Baskerville detected this attack and issued challenge commands to 2,200+ IPs.

Baskerville’s traffic light classification system

This attack targeted an independent investigative journalism website from the Philippines. The attack began on November 15th and continued throughout the next two weeks. Large portions of attack traffic were not accessible to Deflect, targeting the hosting data center with L3/L4 floods.

Almost 4,000 unique IP addresses issued more than 70 millions “GET /” and “GET /?&148294400498e131004165713TT117859756720Q106417752262N” requests against the website, using `cache busting` techniques with random query_string parameters. Attackers also reverted to using forged User-Agents in request strings. Obviously this attack was adapted against Deflect caching defenses. Many of the participating IPa were proxies possible revealing the original sender with X-Forwarded-For header.

Unfortunately, this attack was not fully mitigated in a quick way and caused several hours of downtime for real users. After manually enabling Deflect’s advanced protection mechanisms and adjusting the origin’s configuration, the website became stable again.
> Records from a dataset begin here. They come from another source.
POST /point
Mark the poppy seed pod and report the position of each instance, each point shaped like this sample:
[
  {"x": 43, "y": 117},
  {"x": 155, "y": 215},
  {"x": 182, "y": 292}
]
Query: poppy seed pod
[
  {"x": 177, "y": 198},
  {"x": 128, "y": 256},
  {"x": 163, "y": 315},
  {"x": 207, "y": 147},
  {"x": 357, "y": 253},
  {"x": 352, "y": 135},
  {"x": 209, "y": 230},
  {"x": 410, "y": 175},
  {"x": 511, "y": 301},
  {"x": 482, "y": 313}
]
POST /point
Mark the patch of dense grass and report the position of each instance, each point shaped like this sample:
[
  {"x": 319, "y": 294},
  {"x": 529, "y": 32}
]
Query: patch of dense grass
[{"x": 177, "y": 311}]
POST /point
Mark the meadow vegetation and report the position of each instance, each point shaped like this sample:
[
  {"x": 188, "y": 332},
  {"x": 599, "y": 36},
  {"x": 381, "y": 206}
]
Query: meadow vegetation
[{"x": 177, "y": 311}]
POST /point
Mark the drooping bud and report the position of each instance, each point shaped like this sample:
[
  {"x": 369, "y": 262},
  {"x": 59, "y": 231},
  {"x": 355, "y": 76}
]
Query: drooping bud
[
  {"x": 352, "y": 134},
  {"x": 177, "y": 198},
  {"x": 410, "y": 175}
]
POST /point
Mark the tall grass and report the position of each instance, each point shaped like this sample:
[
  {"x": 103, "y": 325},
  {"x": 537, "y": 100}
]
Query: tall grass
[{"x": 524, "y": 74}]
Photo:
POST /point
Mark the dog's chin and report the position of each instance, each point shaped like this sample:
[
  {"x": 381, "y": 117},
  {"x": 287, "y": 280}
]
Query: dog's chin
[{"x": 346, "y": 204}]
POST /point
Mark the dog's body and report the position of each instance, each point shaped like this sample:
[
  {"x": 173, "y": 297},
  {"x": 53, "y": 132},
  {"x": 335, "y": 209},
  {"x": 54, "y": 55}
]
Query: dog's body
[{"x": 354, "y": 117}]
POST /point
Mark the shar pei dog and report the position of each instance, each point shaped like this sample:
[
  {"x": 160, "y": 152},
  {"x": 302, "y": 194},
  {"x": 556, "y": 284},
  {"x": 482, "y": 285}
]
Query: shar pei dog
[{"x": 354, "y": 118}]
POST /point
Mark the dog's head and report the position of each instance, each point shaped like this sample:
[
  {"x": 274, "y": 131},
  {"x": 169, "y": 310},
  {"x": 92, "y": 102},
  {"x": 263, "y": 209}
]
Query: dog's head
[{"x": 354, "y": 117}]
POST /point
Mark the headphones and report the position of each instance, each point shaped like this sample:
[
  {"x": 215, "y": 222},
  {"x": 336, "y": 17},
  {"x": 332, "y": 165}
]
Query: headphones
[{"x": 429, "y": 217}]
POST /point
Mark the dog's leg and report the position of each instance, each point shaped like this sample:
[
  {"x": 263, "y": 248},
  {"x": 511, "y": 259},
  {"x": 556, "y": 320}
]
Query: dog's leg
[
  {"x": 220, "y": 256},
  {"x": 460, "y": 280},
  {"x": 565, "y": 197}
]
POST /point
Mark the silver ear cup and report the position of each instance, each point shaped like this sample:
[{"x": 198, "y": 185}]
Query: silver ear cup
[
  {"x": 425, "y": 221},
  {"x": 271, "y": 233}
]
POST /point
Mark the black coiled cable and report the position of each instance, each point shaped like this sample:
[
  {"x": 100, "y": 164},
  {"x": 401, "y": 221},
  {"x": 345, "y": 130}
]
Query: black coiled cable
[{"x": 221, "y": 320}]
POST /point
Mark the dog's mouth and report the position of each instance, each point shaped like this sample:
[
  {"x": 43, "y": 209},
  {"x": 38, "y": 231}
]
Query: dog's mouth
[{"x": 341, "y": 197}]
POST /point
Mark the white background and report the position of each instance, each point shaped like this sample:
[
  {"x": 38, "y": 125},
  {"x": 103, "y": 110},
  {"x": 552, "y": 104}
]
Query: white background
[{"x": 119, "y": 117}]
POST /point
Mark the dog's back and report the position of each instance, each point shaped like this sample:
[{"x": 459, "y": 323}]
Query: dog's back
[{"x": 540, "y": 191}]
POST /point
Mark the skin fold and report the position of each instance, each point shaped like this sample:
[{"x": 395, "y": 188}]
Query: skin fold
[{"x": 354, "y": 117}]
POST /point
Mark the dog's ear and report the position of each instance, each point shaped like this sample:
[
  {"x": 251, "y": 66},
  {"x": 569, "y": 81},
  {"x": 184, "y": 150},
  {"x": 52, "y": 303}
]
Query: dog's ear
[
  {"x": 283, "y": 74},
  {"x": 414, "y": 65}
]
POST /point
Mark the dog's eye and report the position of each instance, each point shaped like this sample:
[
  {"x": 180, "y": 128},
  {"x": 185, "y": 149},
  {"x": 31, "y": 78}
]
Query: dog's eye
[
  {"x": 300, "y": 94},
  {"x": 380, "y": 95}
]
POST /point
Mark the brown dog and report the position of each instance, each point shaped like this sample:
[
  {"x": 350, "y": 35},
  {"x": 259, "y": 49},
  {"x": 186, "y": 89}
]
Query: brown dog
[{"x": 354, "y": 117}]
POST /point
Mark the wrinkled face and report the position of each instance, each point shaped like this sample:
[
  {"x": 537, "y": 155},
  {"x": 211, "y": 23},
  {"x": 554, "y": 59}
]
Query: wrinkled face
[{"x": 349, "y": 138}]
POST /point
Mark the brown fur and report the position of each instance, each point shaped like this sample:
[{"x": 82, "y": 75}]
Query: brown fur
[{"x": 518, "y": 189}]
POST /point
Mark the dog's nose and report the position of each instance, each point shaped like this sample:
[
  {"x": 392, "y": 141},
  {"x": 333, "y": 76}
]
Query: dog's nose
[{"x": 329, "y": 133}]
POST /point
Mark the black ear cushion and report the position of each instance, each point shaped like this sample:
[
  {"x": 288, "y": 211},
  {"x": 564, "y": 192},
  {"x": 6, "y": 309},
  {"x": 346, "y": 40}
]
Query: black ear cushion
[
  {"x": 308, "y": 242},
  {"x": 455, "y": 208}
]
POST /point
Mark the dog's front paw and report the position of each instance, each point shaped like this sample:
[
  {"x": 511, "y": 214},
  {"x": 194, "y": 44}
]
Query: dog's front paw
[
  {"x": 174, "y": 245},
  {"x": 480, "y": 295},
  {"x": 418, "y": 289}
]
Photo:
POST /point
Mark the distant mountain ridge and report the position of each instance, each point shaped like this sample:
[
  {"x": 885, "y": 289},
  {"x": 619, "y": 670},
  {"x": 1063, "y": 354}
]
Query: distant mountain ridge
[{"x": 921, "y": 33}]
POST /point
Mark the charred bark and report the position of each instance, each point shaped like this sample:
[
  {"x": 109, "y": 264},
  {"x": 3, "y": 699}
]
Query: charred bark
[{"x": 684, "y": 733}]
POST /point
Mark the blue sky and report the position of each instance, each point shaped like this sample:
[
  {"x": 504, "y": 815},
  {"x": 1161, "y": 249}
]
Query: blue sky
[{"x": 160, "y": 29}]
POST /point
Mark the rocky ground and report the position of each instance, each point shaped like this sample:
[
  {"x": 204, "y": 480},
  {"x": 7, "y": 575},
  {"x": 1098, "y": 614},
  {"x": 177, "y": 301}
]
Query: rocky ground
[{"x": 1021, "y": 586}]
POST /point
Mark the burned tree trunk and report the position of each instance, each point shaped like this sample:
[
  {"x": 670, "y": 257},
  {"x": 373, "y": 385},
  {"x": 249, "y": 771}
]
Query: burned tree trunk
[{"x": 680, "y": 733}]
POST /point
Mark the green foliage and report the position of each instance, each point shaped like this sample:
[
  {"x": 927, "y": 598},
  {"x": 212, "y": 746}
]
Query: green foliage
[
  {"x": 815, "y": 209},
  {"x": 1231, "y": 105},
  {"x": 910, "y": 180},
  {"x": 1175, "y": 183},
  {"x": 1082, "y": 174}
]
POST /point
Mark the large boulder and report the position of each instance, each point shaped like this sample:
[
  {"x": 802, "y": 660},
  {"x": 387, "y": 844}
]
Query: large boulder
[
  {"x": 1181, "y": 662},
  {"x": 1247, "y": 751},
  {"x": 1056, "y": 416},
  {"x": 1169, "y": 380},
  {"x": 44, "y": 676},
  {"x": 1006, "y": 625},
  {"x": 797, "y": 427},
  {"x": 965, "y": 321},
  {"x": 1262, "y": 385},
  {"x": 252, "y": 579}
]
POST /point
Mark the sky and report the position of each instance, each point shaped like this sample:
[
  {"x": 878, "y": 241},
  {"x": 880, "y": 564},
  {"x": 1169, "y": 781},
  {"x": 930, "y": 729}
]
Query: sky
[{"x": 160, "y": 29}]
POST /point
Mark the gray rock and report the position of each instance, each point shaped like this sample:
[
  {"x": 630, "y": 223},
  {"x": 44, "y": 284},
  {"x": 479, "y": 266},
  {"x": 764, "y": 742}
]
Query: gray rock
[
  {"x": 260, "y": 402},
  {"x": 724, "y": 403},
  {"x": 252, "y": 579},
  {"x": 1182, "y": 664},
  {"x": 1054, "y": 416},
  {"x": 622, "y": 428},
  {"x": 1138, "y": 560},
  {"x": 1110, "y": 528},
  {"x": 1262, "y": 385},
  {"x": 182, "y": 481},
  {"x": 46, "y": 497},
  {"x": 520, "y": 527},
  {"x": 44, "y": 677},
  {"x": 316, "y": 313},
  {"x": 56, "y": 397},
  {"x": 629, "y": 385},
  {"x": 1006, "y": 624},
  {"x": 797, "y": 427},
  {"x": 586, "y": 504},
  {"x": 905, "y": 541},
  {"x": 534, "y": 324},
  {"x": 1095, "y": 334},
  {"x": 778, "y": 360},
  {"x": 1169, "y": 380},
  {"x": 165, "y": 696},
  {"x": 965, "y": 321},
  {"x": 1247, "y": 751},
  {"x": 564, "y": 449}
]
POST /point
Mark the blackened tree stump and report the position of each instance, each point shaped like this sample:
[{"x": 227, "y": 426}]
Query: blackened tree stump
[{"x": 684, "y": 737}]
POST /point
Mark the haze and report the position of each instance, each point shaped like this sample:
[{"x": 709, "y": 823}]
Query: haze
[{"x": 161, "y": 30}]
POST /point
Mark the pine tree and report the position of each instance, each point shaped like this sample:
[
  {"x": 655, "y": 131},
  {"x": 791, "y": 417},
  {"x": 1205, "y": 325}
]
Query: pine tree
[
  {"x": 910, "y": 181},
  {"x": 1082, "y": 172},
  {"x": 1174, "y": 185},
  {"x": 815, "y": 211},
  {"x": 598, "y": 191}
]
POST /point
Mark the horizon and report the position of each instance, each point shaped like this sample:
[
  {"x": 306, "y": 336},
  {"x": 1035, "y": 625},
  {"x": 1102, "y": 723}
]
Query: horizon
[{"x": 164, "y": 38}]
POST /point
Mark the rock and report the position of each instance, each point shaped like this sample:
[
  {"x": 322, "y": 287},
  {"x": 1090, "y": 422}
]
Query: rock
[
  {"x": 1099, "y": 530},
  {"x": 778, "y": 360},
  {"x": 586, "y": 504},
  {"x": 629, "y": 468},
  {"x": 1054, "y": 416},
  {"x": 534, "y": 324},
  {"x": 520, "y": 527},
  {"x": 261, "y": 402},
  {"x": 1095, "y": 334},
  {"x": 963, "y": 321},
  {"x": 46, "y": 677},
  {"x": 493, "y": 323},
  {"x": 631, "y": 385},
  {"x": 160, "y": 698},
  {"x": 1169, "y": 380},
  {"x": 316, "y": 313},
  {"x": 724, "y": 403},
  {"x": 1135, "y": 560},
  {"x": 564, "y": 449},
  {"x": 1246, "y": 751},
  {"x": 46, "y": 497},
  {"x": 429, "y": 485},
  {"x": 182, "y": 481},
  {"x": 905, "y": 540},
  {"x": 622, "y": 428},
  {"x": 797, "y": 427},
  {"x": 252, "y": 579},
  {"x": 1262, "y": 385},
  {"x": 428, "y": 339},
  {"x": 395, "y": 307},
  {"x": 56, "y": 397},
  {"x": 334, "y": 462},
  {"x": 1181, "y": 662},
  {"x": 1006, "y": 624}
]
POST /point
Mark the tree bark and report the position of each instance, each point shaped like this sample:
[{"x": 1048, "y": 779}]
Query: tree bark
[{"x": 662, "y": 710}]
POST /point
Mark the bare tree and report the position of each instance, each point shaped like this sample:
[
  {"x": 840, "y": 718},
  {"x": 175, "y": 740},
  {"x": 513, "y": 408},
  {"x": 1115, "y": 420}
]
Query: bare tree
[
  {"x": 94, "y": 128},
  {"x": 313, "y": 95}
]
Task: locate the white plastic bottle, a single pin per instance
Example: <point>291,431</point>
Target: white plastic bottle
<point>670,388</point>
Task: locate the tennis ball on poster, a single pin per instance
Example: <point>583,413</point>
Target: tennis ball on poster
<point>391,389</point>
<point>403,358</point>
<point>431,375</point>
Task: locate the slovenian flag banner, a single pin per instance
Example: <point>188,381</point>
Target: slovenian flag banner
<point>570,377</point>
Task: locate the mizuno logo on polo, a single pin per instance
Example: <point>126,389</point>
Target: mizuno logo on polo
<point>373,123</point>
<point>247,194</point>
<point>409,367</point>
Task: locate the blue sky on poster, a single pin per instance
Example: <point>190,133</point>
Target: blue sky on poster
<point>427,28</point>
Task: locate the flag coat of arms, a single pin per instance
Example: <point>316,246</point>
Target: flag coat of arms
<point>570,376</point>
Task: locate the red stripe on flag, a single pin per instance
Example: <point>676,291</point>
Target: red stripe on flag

A Zambian democratic watchdog organization was attacked twice between August 08-09 and 11-12. It seems that when the attackers came back a second time round, they hadn’t learned their lessons and tried a similar technique and an almost identical botnet.

Servers from different countries (mostly Unites States, Germany, Russia, France) were sending more than 16 millions of GET / and /s=87675957 requests (with random numbers to bypass caching) during the first round of attacks. During the following incident over 137 million malicious requests were recorded and blocked.

Most of these IPs are known as compromised servers that could be used as proxies and MikroTik routers. 383 unique User-Agent headers were used, all of them were Google Chrome variations. We can also see about 400 TOR exit nodes which were used for this attack.

Millions of hits per minute

The first attack was not completely mitigated due to its profile and some traffic was able to hit the origin server, resulting in several hours of partial downtime for real visitors during different phases of this attack. The second attack was completely mitigated as we had already updated our mitigation profiles.